Oaklanders can rest assured that our government will continue to protect all its residents and defend our progressive values. We’ll proudly stand as a sanctuary city — protecting our residents from what we deem unjust federal immigration laws — fight all forms of bigotry and advance our commitment to equity even more passionately.
We’ll take comfort that checks and balances don’t only mean the presidency is tempered by the judicial and legislative branches, but also by state and local government’s independent power, as well. During this election, the voters of Oakland and Alameda County wielded their power and independence for good by approving billions of dollars for affordable housing, public health, transit and teachers. California voters approved progressive reforms to gun control, marijuana use, bilingual education, and our criminal-justice system. These local election results will make us much less dependent on federal action or assistance.

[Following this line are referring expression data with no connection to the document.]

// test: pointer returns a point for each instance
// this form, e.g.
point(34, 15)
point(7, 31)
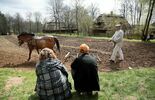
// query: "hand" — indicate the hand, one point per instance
point(110, 40)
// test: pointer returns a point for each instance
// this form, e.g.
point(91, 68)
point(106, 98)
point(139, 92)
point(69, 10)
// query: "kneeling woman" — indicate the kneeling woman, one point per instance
point(52, 77)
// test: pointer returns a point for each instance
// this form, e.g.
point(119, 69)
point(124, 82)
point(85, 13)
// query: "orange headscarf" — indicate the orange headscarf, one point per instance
point(84, 48)
point(46, 53)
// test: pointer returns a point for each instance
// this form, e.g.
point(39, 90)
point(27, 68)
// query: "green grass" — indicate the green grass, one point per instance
point(135, 84)
point(96, 37)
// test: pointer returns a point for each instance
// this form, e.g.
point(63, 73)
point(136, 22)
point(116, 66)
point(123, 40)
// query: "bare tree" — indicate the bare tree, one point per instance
point(29, 18)
point(37, 16)
point(77, 4)
point(68, 18)
point(3, 24)
point(56, 7)
point(94, 11)
point(18, 24)
point(148, 19)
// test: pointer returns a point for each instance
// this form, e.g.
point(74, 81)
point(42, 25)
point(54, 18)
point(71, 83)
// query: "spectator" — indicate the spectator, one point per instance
point(52, 77)
point(85, 72)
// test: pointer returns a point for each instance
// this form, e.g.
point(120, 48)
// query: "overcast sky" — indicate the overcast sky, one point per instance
point(25, 6)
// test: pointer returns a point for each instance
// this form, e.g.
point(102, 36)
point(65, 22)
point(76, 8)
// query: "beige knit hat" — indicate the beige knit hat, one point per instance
point(84, 48)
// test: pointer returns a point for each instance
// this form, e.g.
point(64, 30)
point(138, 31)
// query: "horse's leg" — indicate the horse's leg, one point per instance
point(30, 51)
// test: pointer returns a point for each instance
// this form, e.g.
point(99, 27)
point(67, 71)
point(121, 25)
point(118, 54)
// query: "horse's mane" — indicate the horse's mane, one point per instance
point(26, 33)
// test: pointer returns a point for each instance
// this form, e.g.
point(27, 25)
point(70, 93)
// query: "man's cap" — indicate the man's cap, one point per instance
point(84, 48)
point(117, 25)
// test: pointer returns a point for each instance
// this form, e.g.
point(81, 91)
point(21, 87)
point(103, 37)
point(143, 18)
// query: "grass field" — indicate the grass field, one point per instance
point(136, 84)
point(96, 37)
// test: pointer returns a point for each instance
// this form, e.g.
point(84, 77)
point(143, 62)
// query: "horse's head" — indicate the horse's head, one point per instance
point(24, 37)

We’ll take comfort that cities are increasingly where the power and action for innovative change lies. Take climate action, for example, where leaders of 7,100 cities in 119 countries — including Oakland — have signed on to Global Covenant of Mayors for Climate and Energy and announced progress on locally driven emissions reductions at COP22 and Habitat 3. Since 70 percent of greenhouse gas emissions come from cities, this coordinated local action will have a global impact regardless of national leadership. California and local Bay Area governments can enact our own laws and allocate our own funds, consistent with our progressive values. And we just did.
I’ll continue to work with progressive-minded mayors to advance local energy and climate action plans and build resiliency, as well as help others become sanctuary cities.

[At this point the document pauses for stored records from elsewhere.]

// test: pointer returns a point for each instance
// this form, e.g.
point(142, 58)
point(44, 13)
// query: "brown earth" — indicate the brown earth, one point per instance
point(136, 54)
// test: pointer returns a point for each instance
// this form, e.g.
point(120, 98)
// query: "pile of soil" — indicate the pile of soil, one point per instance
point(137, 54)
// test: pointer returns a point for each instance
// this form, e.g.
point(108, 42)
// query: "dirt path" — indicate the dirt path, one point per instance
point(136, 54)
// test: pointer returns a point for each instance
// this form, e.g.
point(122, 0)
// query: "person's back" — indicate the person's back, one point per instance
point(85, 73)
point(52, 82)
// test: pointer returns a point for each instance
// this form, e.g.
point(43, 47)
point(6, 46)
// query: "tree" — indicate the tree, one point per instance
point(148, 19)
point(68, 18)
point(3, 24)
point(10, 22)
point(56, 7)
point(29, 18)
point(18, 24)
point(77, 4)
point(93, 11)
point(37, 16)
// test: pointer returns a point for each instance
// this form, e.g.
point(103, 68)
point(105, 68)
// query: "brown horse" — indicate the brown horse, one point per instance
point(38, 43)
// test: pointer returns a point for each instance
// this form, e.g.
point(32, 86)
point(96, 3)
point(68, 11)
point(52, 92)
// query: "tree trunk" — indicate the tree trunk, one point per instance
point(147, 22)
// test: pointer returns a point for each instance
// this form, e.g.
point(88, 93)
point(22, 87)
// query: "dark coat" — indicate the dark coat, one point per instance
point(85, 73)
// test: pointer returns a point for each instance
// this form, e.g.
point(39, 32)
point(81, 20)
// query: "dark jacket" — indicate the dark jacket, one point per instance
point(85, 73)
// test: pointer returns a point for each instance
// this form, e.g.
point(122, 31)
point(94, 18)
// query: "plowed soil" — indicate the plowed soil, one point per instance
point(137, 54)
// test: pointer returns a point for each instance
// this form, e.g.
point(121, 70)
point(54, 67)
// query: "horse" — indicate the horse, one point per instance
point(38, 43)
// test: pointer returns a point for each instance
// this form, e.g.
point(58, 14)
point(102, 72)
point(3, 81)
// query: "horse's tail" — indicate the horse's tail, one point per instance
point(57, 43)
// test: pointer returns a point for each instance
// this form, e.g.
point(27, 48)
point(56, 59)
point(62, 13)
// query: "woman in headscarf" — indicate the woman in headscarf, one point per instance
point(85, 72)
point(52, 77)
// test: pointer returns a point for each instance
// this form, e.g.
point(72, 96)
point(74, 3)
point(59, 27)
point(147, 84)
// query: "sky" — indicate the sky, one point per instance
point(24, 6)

My other immediate job is to help Oakland move beyond anger to action; not just get mad — get involved. It’s time to step up our donations and work with organizations that fight bigotry and promote inclusion, choice, environmental justice, greater income equality and immigrant rights. We can shore up these rights and protect our values no matter who is in the White House or the state house.
A lot of what this election showed us is that people are frustrated with government on both sides of the aisle. We can’t ignore those voices, or allow ours to be co-opted.
Peaceful protest is a bedrock of democracy and a sacred right for Oaklanders. It’s part of Oakland’s legacy and ethos. That’s why I’m angry that a handful of cowardly vandals used recent peaceful protests to shield their acts of destruction. We must remain peaceful and derive strength from our solidarity.
It is sad that so many of the victims of this destruction were the very people we should be comforting in light of these election results — not further traumatizing. They included immigrants, disabled transit riders, community-based artists, women, people of color and hard-working Oaklanders struggling to get by.
Let’s react to this election by coming together and by showing that diverse, progressive cities like ours work, and remain even more committed to social justice.
Libby Schaaf is the fiftieth mayor of Oakland.